Sylvestre Giraud, du pays de Galles, qui vivait vers l’année 1188, nous raconte une histoire qui n’est pas moins incroyable, ni moins divertissante que celle que nous venons de voir [3] : La concubine, dit-il, du Recteur de l’Église de Hooëden, située en Northumbrie, dans les parties septentrionales d’Angleterre, s’assit un jour sans y prendre garde sur le tombeau de Ste Osanne, soeur du Roi Osrede, qui était de bois, élevé en forme de siège au-dessus du cimetière. Mais quand elle voulut se retirer, elle ne put jamais détacher ses fesses du bois, jusqu’à ce qu’en présence du peuple qui était accouru, elle fut relâchée par un miracle du Ciel, après qu’elle eût déchiré ses habits ; que dépouillée toute nue, elle eût reçu la discipline jusqu’au sang, que touchée de componction, elle eût versé un torrent de larmes, et qu’enfin elle eût prié avec ardeur et se fut engagée à une pénitence pour le reste de sa vie. »

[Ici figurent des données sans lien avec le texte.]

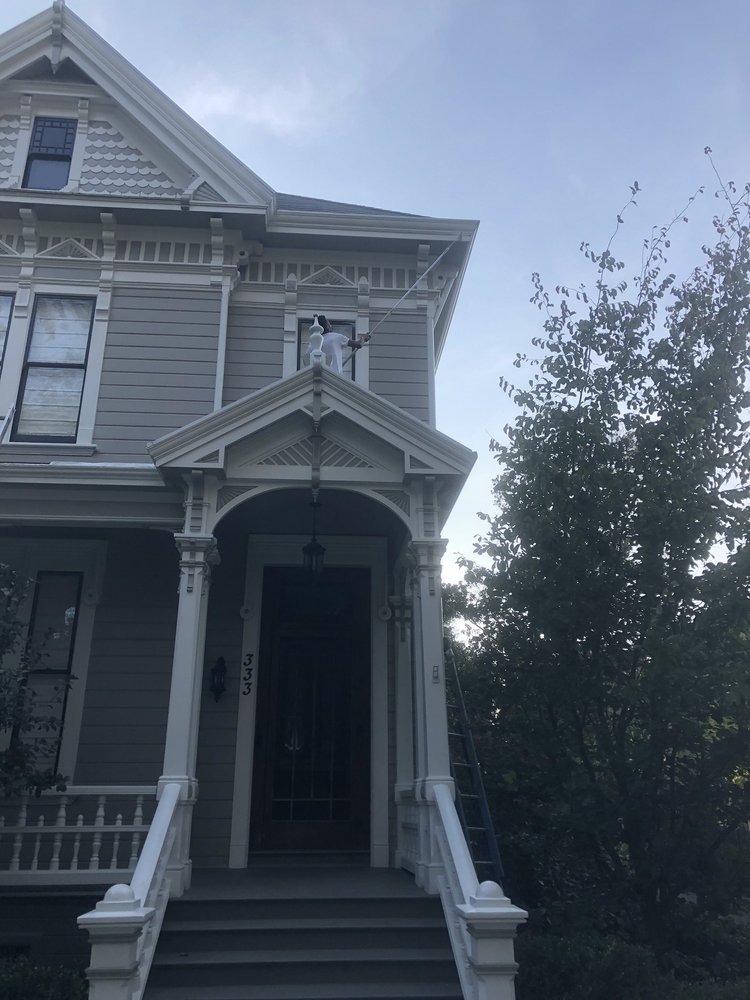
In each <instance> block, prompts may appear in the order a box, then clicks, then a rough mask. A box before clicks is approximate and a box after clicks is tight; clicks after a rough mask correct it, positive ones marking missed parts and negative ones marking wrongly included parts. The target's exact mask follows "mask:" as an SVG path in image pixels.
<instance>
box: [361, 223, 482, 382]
mask: <svg viewBox="0 0 750 1000" xmlns="http://www.w3.org/2000/svg"><path fill="white" fill-rule="evenodd" d="M462 235H463V234H462ZM460 239H461V237H459V240H460ZM459 240H454V241H453V242H452V243H451V245H450V246H449V247H446V248H445V250H443V252H442V253H441V254H440V256H439V257H436V258H435V260H434V261H433V262H432V263H431V264H430V266H429V267H428V268H427V269H426V270H425V271H423V272H422V274H420V276H419V277H418V278H417V280H416V281H415V282H414V284H413V285H412V286H411V288H409V289H407V290H406V291H405V292H404V294H403V295H402V296H401V298H400V299H399V300H398V302H397V303H396V304H395V306H391V308H390V309H389V310H388V312H387V313H386V314H385V316H383V318H382V319H379V320H378V322H377V323H376V324H375V326H374V327H373V328H372V330H370V340H371V339H372V335H373V333H375V331H376V330H377V328H378V327H379V326H381V325H382V324H383V323H385V321H386V320H387V319H388V317H389V316H390V315H391V313H393V312H395V311H396V310H397V309H398V307H399V306H400V305H401V303H402V302H403V301H404V299H406V298H408V297H409V296H410V295H411V293H412V292H413V291H414V289H415V288H416V287H417V285H418V284H419V282H420V281H424V279H425V278H426V277H427V275H428V274H429V273H430V271H431V270H432V269H433V267H437V266H438V264H439V263H440V261H441V260H442V259H443V257H445V255H446V254H447V253H448V252H449V251H450V250H452V249H453V247H454V246H455V245H456V243H458V241H459ZM358 349H359V348H355V350H354V351H352V353H351V354H350V355H349V357H348V358H347V359H346V360H345V361H344V363H343V364H342V366H341V367H342V368H345V367H346V365H347V363H348V362H349V361H351V359H352V358H353V357H354V355H355V353H356V351H357V350H358Z"/></svg>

Vincent de Beauvais, qui mourut en l’année 1256, rapporte [4] : « Que l’archevêque Umbert disait qu’un moine du couvent de St Sylvestre, dans le duché d’Urbin, étant mort, les frères avaient chanté autour de lui depuis le premier chant du coq au soir jusqu’à deux heures du matin, qu’ensuite, on célébra la messe pour le défunt, et qu’au récit des mots Agnus Dei, il s’était levé tout d’un coup, que les moines étonnés s’étaient approchés de lui pour entendre ce qu’il avait à dire, mais il vomit des injures et des blasphèmes contre Dieu, il cracha sur la croix qu’on lui donnait à baiser, il couvrit de reproches sanglants l’immaculée Mère de Dieu et ajouta ces paroles : Pourquoi chantez-vous et offrez-vous des sacrifices pour moi ? J’ai été dans les flammes du Tartare, où Lucifer mon Seigneur et Maître m’a mis sur la tête une couronne d’airain toujours brûlante, et sur le dos une casaque de ce métal, dont il était revêtu lui-même. Cette casaque n’allait pas jusqu’aux talons, mais elle était si embrasée qu’il semblait en tomber des gouttes par terre. Là-dessus, les moines l’exhortèrent à se repentir, mais il les anathématisa, et combattit tous les mystères de notre Rédempteur. Alors, ils se mirent à prier Dieu pour lui de tout leur coeur, à se donner le fouet, après s’être dépouillés, à se frapper l’estomac à coups de poing et à faire toute sorte de supplications véhémentes. Ce qui eut une si grande efficace, que le désespéré revint d’abord à lui-même, il reconnaît la toute-puissance du Sauveur, il renonce aux illusions de Satan, il adore la croix, et il demande à faire pénitence. D’ailleurs, il avoua que son crime était d’être tombé dans la fornication après avoir embrassé la vie religieuse, ce qu’il n’avait jamais découvert ; il loua et bénit Dieu, il vécut jusqu’au jour suivant, et après avoir fait une sainte confession, il expira de nouveau. » Il paraît de là que l’usage des disciplines avait si bien fasciné l’esprit des hommes, qu’ils croyaient, qu’à force de coups de fouet, on pouvait délivrer les âmes de l’Enfer, d’où la foi nous apprend qu’il n’y a point de retour ; de sorte qu’à suivre cette opinion, on peut délier des chaînes éternelles ceux que Dieu y a mis, et qu’il y réserve sous d’épaisses ténèbres jusqu’au dernier jugement. Sodome et Gomorre même, si l’on veut, ne serviront plus d’exemple de la vengeance divine, et ne souffriront plus la peine d’un feu éternel qui ne s’éteint jamais.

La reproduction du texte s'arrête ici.